And why are so few horribly brutal black on white crimes officially prosecuted as "hate crimes?"
The black cop pelted with rocks and racial epithets by white toughs with political connections. White cops who shot at a black couple for cutting them off in traffic. That white teacher whose face was rearranged by a black student with a hammer. All these and more could have been considered hate crimes. But application of the hate-crime statutes is, at bottom, highly political and therefore suspect, because politicians like to get re-elected.
How about this one:
Ionya Feldman didn't have a chance to discuss politics with Charles Dixon in 1998. Dixon was young and strong and wanted money. He found a length of firewood in the alley and entered the little shoemaker's shop and swung his club against the old man's skull, again and again.

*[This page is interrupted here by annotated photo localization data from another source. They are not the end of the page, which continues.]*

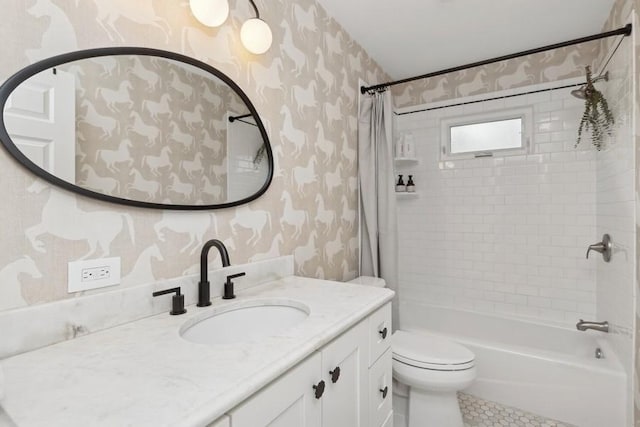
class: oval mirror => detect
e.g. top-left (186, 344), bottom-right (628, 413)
top-left (0, 47), bottom-right (273, 210)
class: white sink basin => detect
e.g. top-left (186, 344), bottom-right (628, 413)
top-left (180, 300), bottom-right (310, 346)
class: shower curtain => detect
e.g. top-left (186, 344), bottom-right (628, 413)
top-left (358, 89), bottom-right (399, 330)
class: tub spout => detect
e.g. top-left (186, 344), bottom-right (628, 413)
top-left (576, 319), bottom-right (609, 333)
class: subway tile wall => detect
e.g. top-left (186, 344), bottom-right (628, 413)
top-left (395, 83), bottom-right (599, 326)
top-left (595, 32), bottom-right (635, 421)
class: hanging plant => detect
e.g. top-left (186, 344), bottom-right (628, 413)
top-left (253, 143), bottom-right (266, 167)
top-left (575, 66), bottom-right (614, 150)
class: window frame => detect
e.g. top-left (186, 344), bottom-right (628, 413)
top-left (440, 107), bottom-right (532, 160)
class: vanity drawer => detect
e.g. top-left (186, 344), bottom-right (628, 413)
top-left (369, 347), bottom-right (393, 427)
top-left (368, 303), bottom-right (392, 366)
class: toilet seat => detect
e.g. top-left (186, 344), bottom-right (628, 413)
top-left (393, 330), bottom-right (475, 371)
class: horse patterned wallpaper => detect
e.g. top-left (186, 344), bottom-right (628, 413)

It wasn't a hate crime because no one heard Dixon say hateful words. Although picking out an old man for a beating is hateful enough. Dixon was convicted and sentenced to life in prison, and I wrote a series of columns about the killing and the trial.
One day, in her apartment, Feldman's widow, Jane, poured tea and told me about her Ionya and asked me why her husband's death wasn't a hate crime.
And I think of how quiet it was in the apartment, the beautiful things from their old life that she had saved, crystal and plates, the light through the windows, her hands pouring tea.